Manuel is referring to the papers upcoming projects, including the launch party for their latest small business magazine.

People are finally recognizing us as their source for small business, says Manuel.

The magazine will be aimed at the business community. Mostly an entrepreneurial product, it allows for networking between small businesses in the area and the publication.

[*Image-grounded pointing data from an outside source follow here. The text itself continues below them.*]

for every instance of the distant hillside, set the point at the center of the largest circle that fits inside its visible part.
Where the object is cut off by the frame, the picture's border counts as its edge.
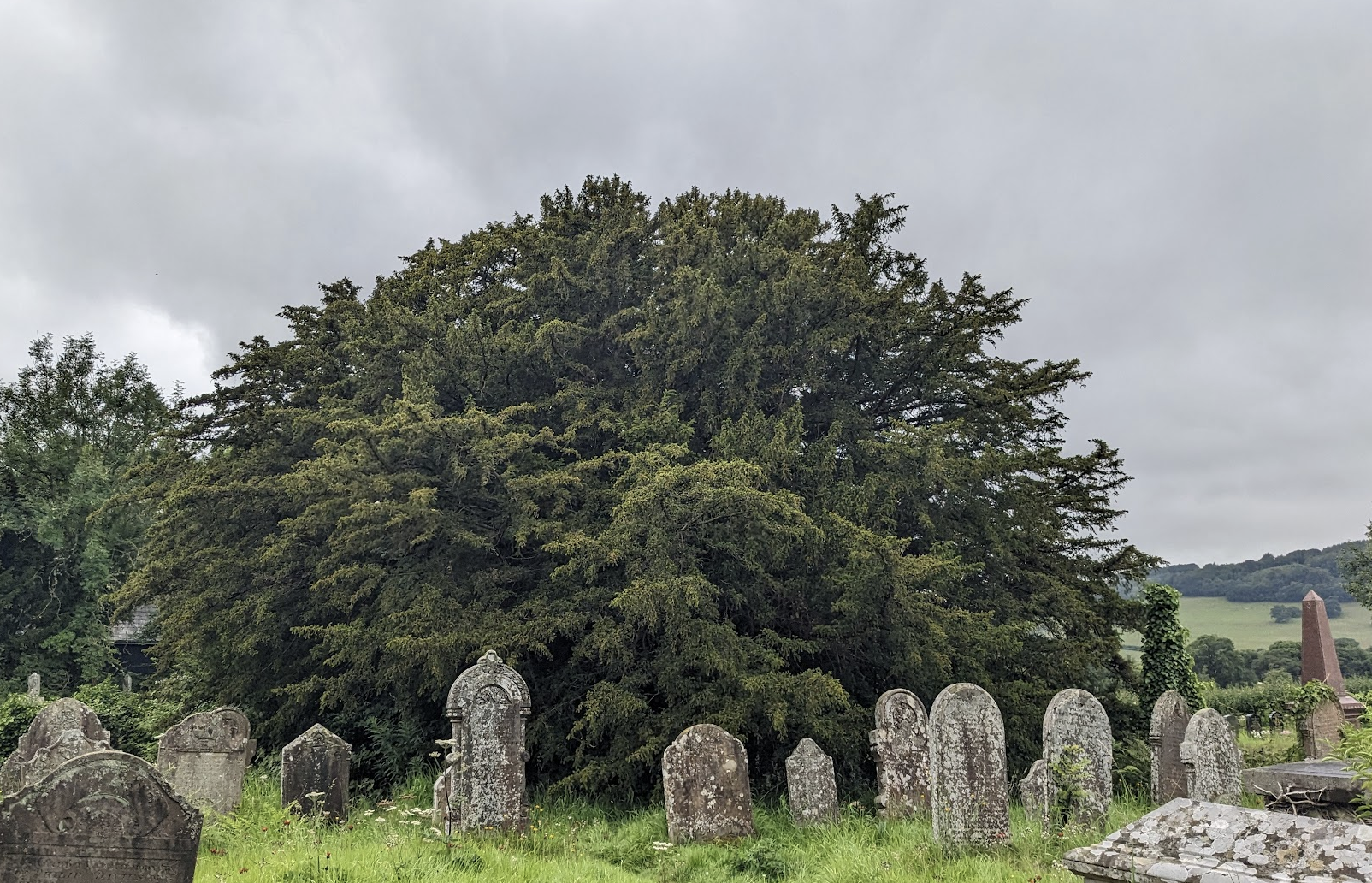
(1269, 578)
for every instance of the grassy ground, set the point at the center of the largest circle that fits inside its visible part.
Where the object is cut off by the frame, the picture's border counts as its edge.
(575, 842)
(1251, 625)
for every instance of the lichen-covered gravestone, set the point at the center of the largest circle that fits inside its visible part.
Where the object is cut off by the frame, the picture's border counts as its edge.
(1167, 730)
(1215, 767)
(967, 779)
(483, 785)
(901, 747)
(706, 785)
(315, 773)
(810, 785)
(204, 757)
(61, 731)
(100, 816)
(1076, 726)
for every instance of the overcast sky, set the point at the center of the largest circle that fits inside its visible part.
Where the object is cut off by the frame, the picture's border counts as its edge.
(1181, 190)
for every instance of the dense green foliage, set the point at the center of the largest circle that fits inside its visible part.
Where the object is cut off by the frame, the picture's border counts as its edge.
(1167, 665)
(70, 429)
(715, 462)
(1269, 578)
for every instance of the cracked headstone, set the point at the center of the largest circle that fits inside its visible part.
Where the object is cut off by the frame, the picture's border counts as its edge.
(100, 816)
(901, 747)
(810, 785)
(315, 773)
(204, 757)
(483, 785)
(1212, 758)
(706, 785)
(1167, 730)
(967, 778)
(1074, 731)
(61, 731)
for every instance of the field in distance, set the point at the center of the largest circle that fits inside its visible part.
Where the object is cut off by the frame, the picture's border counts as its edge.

While most of the staff at the Baltimore Times are predominantly African-American, the magazines appeal is targeted at a much wider audience. Along the walls of the conference room, community service awards from the City of Baltimore and many others grace the walls. The Baltimore Times, located on North Charles Street in downtown Baltimore, has a look of a New York City brownstone -- old.

The Baltimore Times staff understands the importance of advertising dollars. Ads are bought by local businesses, like Diamond Cinemas, and major department stores like Macys.

With their small staff, ethnic media staffers often wear more than one hat. Ty Winston, for instance, sells ads to businesses, and lately, she has also taken on the role of staff photographer.

In the middle of a discussion about ads, Dena Wane, a manager of special projects, talks about the 5K run that supports the Victims Fund. All staff members talk about participating in the run, but jokingly acknowledge that most of them will probably be walking much of the time. Even so, it was important to stay involved in the community, they say.

Manuel, who started his career as a musician, once worked for the Afro-Newspaper, which is located right next to the Baltimore Times. After he moved to the Baltimore Times, he realized that a small ethnic media outlet was the job for him.

Its kind of like a family atmosphere, he said. I enjoy working for ethnic newspapers. I would have been confined in mainstream media, rigid. You will be lost in the sauce. In a small business, your voice is heard. There is no glass ceiling like there is in corporate America.

The editorial meeting is humming with ideas. Silas Price says he is working on a story that centers on Dress for Success for the next issue of the magazine. A long discussion to determine what will grab the readers attention follows. Price also talks about how important it is to network in and around the community in order to gain connections, especially in places that may seem foreign to some.

There is a need to network on golf courses. White counterparts do that and I think blacks are recognizing the need to do that as well, says Price.
With all of the meeting mostly focusing on the next issue of the small business magazine, Joy Bramble, the publisher, tells the staff that while bringing out the next magazine, they must not forget about the Baltimore Times itself, ensuring the importance of this paper.

You cannot neglect the Baltimore Times for a glossy magazine. Its gravy, says Bramble.

After the editorial meeting is over, everyone gets to work, including Frederick Howard. He walks slowly through the hallway, greeting the staff. Howards formal title at the Baltimore Times is Director of Operations. To most people on the staff, he is simply, Mr. Freddie. Hes in charge of laying out the paper each week, something he has been doing for years.